曹安毫不忌讳的说出了当朝太后的名讳,又冷眼看向窗外:“杨怀敏图谋曹家资产,一路上三番五次逼迫、折辱某的家人,祖父与他翻脸后,没多久曹家便招来了杀祸。你觉得这是偶然吗?”
“可你没有证据。”
赵允升神色尤其淡然。
身在权贵家,就没有一个是傻子的,那些尔虞我诈、阴谋诡计,便是听也听会了。
如果曹安有证据,他就不会以这种方式进城了。
“所以,眼下某得先活下去……某越是闹得欢,那些人就越是投鼠忌器。
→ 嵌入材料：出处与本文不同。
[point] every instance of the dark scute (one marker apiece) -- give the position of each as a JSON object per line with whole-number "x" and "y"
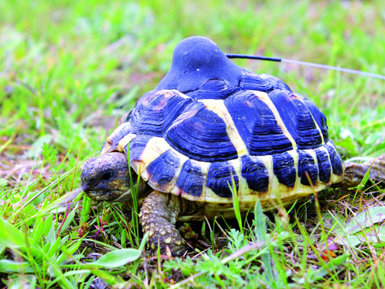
{"x": 137, "y": 146}
{"x": 163, "y": 169}
{"x": 324, "y": 166}
{"x": 212, "y": 89}
{"x": 220, "y": 177}
{"x": 307, "y": 169}
{"x": 190, "y": 179}
{"x": 195, "y": 61}
{"x": 261, "y": 82}
{"x": 284, "y": 170}
{"x": 297, "y": 118}
{"x": 125, "y": 130}
{"x": 201, "y": 134}
{"x": 255, "y": 173}
{"x": 155, "y": 112}
{"x": 256, "y": 124}
{"x": 335, "y": 159}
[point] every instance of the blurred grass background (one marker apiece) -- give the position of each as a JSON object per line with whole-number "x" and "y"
{"x": 70, "y": 69}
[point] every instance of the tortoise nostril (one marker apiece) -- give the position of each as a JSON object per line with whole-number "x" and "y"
{"x": 107, "y": 175}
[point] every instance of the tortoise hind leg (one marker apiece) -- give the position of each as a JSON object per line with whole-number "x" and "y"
{"x": 158, "y": 216}
{"x": 354, "y": 172}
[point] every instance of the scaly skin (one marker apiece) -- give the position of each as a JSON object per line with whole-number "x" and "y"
{"x": 160, "y": 211}
{"x": 355, "y": 172}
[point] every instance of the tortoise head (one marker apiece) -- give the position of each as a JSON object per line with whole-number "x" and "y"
{"x": 107, "y": 177}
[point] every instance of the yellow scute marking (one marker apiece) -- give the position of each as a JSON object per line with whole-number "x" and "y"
{"x": 266, "y": 99}
{"x": 217, "y": 106}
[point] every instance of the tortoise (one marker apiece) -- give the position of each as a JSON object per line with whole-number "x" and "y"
{"x": 208, "y": 127}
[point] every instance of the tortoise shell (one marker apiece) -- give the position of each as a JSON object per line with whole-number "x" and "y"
{"x": 210, "y": 125}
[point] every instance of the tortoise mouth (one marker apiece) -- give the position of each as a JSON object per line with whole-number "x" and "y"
{"x": 110, "y": 196}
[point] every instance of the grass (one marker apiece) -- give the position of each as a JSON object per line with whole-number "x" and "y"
{"x": 70, "y": 69}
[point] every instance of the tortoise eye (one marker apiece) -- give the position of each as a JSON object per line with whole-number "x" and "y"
{"x": 107, "y": 175}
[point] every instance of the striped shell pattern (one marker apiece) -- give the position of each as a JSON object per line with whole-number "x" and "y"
{"x": 257, "y": 136}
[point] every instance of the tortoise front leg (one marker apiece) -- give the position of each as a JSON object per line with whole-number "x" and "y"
{"x": 354, "y": 172}
{"x": 158, "y": 216}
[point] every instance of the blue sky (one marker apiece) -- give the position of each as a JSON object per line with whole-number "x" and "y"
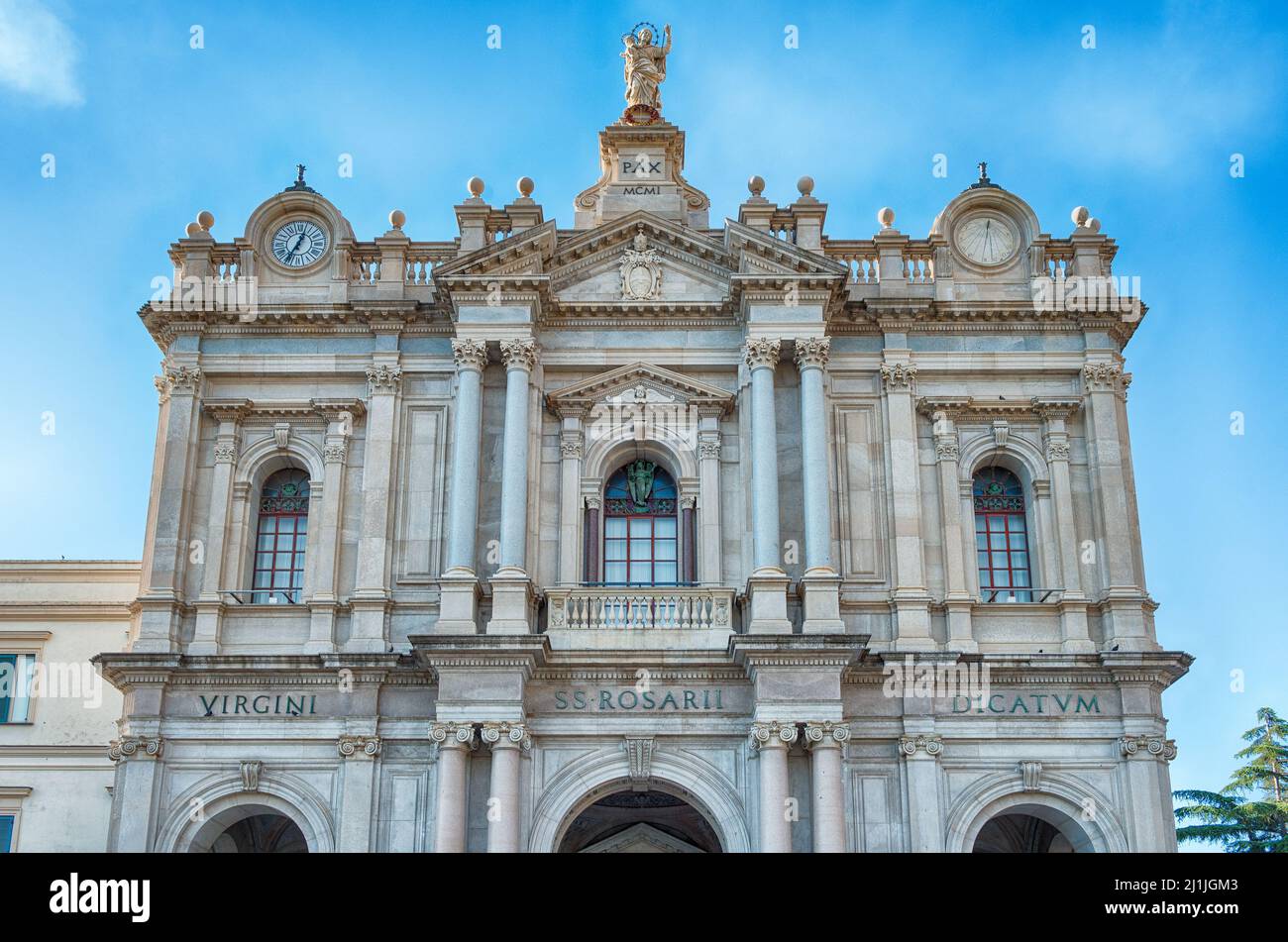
{"x": 147, "y": 130}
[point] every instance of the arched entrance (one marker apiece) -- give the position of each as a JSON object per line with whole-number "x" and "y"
{"x": 249, "y": 829}
{"x": 640, "y": 822}
{"x": 1031, "y": 829}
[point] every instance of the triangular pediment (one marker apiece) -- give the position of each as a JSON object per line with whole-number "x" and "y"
{"x": 642, "y": 838}
{"x": 639, "y": 382}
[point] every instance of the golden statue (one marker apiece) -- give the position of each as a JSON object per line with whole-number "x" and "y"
{"x": 645, "y": 67}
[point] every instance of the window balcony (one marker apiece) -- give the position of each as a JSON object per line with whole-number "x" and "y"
{"x": 640, "y": 609}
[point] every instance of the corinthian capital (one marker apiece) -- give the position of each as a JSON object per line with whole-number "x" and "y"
{"x": 772, "y": 734}
{"x": 382, "y": 378}
{"x": 519, "y": 354}
{"x": 900, "y": 376}
{"x": 820, "y": 735}
{"x": 761, "y": 352}
{"x": 506, "y": 735}
{"x": 469, "y": 354}
{"x": 452, "y": 735}
{"x": 811, "y": 352}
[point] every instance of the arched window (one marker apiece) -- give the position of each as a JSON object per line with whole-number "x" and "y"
{"x": 640, "y": 527}
{"x": 1001, "y": 537}
{"x": 283, "y": 527}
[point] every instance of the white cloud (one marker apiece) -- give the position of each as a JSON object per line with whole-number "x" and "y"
{"x": 38, "y": 54}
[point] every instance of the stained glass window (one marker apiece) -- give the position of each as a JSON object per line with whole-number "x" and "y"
{"x": 640, "y": 527}
{"x": 1001, "y": 537}
{"x": 283, "y": 524}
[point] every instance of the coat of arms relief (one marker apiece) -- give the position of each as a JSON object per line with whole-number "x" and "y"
{"x": 642, "y": 270}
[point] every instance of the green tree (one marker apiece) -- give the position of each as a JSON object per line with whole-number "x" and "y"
{"x": 1250, "y": 813}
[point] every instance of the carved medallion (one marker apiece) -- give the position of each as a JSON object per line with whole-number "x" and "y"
{"x": 642, "y": 270}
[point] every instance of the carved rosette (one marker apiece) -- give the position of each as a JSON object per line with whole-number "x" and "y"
{"x": 931, "y": 745}
{"x": 452, "y": 735}
{"x": 761, "y": 352}
{"x": 1151, "y": 747}
{"x": 900, "y": 376}
{"x": 825, "y": 735}
{"x": 136, "y": 747}
{"x": 767, "y": 735}
{"x": 360, "y": 747}
{"x": 811, "y": 353}
{"x": 519, "y": 354}
{"x": 382, "y": 378}
{"x": 469, "y": 354}
{"x": 1030, "y": 773}
{"x": 505, "y": 735}
{"x": 250, "y": 771}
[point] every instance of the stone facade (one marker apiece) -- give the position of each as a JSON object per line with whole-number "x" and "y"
{"x": 451, "y": 670}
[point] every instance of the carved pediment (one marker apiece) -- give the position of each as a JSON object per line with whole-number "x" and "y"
{"x": 640, "y": 383}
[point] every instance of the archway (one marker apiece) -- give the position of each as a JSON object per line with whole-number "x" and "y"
{"x": 1031, "y": 829}
{"x": 652, "y": 821}
{"x": 252, "y": 828}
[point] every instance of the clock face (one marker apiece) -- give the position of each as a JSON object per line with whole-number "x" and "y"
{"x": 987, "y": 240}
{"x": 299, "y": 244}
哪怕是太后,也同样担不起这个‘残害朝臣’的罪名!……这种时候,谁来沾边某,谁会被认为是曹家灭门的主谋……”
曹安看了眼门外的罗汉忽然笑了。
赵允升也闻声看去,不屑道:“就靠他?”
曹安自信道:“是他靠某。”
“难道你真打算靠这种方式活着?脸不要了?”
赵允升眉头拧成了疙瘩,“曹家怎么说也是勋贵,你这么折腾,算什么?”
“当日某跌落悬崖后,侥幸捡回一命……从那时起,以前的曹安便已经死了!今生的曹安只想好好活着。”
“靠打家劫舍活着?”
赵允升实在不能理解曹安的想法,“你之前这么做我能理解……这是想要太后和背后那些人投鼠忌器,不再敢明目张胆的对你下手。可你这铁了心要当流氓……兄弟,你咋了?”